Over the past few decades, basic studies aimed at curing patients with cancer have been constantly evolving. A myriad of mechanistic studies on physiological changes and related factors in tumor growth and metastasis have been reported. Recently, several studies have been considerate to how tumors adapt to unfavorable environments, such as glucose deprivation, oxidative stress, hypoxic conditions, and immune responses. Tumors attempt to adapt to unfavorable environments with genetic or non-genetic changes, the alteration of metabolic signals, or the reconfiguration of their environment through migration to other organs. One of the distinct features in solid tumors is heterogeneity because their environments vary due to the characteristics of colony growth. For this reason, researchers are paying attention to the communication between growing tumors and neighboring environments, including stromal cells, immune cells, fibroblasts, and secreted molecules, such as proteins and RNAs. During cancer survival and progression, tumor cells undergo phenotype and molecular changes collectively referred to as cellular plasticity, which result from microenvironment signals, genetics and epigenetic alterations thereby contributing to tumor heterogeneity and therapy response. In this review, we herein discuss the adaptation process of tumors to adverse environments via communication with neighboring cells for overcoming unfavorable growth conditions. Understanding the physiology of these tumors and their communication with the tumor environment can help to develop promising tumor treatment strategies.

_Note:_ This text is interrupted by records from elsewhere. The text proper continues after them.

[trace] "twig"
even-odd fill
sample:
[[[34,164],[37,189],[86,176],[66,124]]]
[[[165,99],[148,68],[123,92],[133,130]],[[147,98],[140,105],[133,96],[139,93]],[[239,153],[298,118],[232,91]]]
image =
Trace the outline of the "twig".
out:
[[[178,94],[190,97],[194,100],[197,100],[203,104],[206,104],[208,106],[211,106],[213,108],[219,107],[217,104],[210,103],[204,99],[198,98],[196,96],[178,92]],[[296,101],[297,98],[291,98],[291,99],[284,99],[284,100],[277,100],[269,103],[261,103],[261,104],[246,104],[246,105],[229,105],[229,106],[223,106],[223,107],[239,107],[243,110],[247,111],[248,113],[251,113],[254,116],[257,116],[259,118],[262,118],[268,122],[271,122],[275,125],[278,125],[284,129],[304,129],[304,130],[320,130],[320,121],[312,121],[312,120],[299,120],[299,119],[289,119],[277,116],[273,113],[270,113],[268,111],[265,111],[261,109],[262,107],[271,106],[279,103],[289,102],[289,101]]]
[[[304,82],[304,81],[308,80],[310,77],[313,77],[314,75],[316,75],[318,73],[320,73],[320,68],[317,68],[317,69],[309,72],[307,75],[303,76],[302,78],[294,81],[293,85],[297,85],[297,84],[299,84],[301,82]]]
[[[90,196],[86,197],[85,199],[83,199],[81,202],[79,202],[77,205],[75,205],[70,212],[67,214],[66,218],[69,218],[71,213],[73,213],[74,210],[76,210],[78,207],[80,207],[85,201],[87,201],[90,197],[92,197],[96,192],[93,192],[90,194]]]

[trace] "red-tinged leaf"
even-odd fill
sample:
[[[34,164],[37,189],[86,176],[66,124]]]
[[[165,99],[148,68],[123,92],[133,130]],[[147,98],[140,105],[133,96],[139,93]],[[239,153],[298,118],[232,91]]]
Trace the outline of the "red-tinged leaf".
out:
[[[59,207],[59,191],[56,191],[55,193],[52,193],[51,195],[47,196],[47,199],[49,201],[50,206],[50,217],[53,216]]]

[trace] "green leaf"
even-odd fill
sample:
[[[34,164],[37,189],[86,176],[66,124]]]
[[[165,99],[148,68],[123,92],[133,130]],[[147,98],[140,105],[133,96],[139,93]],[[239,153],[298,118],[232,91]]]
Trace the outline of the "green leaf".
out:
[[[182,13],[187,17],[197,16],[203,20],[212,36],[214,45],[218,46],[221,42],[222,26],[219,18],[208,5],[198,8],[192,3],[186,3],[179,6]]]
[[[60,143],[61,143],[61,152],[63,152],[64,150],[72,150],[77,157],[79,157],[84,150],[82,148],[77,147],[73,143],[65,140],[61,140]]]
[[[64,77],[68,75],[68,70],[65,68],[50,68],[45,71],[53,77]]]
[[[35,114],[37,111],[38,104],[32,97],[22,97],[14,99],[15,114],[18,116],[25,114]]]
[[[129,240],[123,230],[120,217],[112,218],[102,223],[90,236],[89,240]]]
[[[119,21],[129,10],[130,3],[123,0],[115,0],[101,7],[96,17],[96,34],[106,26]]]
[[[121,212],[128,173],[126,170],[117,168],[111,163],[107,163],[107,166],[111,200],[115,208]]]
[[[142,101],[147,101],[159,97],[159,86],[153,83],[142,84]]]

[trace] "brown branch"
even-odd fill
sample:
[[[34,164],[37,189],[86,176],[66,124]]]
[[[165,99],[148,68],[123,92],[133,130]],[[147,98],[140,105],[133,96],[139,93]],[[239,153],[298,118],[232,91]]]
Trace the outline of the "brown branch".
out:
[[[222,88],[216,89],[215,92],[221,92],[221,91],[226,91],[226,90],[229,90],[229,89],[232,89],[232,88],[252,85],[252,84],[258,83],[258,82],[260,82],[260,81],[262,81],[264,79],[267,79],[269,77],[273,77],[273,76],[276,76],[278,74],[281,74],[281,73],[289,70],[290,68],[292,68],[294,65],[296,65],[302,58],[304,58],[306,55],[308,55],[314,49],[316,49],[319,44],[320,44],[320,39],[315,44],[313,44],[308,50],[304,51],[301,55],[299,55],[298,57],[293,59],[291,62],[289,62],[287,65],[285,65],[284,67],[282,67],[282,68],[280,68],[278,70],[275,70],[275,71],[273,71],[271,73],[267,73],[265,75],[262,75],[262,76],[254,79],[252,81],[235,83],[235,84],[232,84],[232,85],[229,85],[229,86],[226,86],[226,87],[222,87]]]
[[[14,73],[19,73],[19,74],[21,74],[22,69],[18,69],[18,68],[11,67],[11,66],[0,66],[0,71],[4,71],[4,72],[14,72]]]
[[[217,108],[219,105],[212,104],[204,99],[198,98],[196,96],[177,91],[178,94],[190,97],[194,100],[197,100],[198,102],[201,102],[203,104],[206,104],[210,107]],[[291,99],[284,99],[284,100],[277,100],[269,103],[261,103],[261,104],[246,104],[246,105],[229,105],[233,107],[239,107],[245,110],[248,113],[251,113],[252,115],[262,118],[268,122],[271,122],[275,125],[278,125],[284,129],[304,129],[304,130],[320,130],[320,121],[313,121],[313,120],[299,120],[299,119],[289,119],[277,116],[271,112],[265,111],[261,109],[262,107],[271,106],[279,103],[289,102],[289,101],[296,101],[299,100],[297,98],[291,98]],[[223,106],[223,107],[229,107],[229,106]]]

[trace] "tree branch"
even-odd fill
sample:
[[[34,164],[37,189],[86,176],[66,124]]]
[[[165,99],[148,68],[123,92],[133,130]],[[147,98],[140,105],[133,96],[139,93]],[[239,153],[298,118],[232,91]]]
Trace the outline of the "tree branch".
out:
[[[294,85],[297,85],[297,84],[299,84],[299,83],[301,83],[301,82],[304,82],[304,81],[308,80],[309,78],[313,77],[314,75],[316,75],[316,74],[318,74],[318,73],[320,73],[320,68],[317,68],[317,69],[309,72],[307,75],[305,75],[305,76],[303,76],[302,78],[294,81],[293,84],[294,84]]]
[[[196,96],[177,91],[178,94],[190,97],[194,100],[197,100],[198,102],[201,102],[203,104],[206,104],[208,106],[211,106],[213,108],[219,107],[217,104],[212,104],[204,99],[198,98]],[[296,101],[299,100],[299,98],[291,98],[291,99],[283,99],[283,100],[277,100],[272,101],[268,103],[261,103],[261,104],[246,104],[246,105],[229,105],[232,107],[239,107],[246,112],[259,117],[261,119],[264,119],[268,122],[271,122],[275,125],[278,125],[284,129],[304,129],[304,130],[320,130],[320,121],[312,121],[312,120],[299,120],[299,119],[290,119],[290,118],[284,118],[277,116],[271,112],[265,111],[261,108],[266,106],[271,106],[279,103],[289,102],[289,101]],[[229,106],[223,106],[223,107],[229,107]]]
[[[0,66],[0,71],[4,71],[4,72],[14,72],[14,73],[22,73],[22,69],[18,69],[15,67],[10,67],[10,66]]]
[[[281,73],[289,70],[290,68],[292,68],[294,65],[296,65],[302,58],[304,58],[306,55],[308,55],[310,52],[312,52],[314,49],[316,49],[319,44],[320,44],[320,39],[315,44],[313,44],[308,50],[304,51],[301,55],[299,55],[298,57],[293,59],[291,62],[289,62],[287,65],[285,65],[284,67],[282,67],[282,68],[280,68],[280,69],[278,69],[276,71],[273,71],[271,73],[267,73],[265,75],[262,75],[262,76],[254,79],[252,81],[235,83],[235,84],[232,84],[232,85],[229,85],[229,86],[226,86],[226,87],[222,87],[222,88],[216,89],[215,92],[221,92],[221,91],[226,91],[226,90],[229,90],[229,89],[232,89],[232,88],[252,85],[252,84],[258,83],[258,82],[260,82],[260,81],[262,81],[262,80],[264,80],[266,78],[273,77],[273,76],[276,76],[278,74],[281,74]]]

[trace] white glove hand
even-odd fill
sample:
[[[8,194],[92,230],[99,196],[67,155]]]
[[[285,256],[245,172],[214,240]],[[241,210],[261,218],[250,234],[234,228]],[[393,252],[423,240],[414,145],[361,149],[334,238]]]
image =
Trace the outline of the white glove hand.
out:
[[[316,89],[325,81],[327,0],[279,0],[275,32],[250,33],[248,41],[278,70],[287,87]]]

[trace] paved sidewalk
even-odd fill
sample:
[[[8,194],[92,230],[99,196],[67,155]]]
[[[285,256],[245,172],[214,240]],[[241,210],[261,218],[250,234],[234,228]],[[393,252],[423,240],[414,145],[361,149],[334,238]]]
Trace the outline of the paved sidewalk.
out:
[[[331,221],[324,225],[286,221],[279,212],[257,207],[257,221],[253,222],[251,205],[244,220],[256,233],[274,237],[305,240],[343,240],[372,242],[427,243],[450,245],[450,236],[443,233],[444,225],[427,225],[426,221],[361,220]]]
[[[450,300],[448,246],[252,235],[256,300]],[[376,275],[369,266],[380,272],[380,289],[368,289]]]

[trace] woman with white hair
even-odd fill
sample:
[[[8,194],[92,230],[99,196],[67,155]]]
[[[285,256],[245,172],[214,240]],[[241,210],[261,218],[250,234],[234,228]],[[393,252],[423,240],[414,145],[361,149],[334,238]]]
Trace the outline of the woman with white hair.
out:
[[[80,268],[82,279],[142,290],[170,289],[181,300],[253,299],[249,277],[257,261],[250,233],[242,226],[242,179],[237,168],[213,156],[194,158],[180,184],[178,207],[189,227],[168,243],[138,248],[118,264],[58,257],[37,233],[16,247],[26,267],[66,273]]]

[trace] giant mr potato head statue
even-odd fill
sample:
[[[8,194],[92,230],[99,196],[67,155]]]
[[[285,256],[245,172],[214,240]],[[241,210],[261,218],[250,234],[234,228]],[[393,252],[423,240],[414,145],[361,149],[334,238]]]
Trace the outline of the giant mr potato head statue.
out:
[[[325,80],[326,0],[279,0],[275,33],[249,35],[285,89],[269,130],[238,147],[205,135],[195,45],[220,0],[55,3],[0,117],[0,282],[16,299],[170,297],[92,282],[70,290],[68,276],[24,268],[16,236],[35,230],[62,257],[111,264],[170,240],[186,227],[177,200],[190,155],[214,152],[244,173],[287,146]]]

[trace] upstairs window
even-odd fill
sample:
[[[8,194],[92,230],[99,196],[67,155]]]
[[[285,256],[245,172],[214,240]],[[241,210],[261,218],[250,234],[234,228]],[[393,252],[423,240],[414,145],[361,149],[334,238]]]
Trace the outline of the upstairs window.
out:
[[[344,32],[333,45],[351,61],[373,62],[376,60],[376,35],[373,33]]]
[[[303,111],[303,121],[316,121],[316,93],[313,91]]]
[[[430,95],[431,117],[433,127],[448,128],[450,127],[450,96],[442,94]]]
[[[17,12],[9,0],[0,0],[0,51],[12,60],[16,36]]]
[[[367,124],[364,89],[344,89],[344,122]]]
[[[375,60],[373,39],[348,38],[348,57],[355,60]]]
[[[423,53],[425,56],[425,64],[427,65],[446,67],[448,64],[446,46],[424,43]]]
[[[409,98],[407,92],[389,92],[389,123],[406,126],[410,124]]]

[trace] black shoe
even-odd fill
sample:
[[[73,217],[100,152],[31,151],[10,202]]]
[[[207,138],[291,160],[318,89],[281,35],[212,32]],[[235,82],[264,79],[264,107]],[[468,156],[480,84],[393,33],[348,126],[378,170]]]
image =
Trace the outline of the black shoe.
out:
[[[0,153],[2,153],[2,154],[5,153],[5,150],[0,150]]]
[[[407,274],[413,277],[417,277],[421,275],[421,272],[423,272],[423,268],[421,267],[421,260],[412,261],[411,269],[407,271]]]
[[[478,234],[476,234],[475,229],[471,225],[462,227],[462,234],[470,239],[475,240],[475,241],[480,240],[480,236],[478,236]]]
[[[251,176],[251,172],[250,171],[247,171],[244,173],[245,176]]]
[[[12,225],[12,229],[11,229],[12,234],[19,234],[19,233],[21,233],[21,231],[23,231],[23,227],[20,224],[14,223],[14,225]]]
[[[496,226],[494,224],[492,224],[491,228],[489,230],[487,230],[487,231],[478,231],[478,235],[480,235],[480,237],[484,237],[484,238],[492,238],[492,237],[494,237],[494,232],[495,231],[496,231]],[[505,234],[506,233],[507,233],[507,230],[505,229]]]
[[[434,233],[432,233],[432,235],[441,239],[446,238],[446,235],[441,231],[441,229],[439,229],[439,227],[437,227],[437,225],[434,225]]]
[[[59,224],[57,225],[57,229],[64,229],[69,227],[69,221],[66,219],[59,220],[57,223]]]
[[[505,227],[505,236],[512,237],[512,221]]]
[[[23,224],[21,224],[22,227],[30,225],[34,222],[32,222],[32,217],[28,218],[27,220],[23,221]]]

Keywords: extracellular matrix; metastasis; stromal cell; tumor heterogeneity; tumor microenvironment.

Figure 1

Intra-tumor heterogeneity by extrinsic or intrinsic factors. The modifications of cancer cells such as genetic, epigenetic alterations, and microenvironment perturbations. CSCs show an induced EMT system, which mostly exhibit an intermediate condition. This activity depends on both genetic mutations, epigenetic alterations, and transcriptional modification of cancer cells and signals provided by TME (CAFs or TAMs, immune cells, ECM, cytokines, secreted or growth factors). Thus, the intra-tumor heterogeneity might be play a potential role in the development of effective therapeutic approaches as drug resistance, tumor relapse and metastasis. CSCs, cancer stem-like cells; EMT, epithelial-to-mesenchymal transition; MET, mesenchymal-to-epithelial transition; ECs, endothelial-like cells, CAFs, cancer-associated fibroblasts; TAMs, tumor-associated macrophages; ECM, extracellular matrix.

Figure 2

Stromal cells and the tumor microenvironment. CAA regulates EMT by secreting tumor necrosis factor (TNF)-α, IL-6, and FFA along with MMPs. Inflammatory cytokines are secreted by TAM and trigger chemokines. In CAF release, secreted factors and MMPs promote ECM remodeling. MSCs secrete exosomes along with mtDNAs and microRNAs (miRNAs). These molecules synergistically or individually promote tumor proliferation, drug resistance, and plasticity and affect tumor metastatic alteration. CAA, cancer-associated adipocytes; CAF, cancer-associated fibroblast; MSC, mesenchymal stem cell; TAM, tumor-associated macrophage.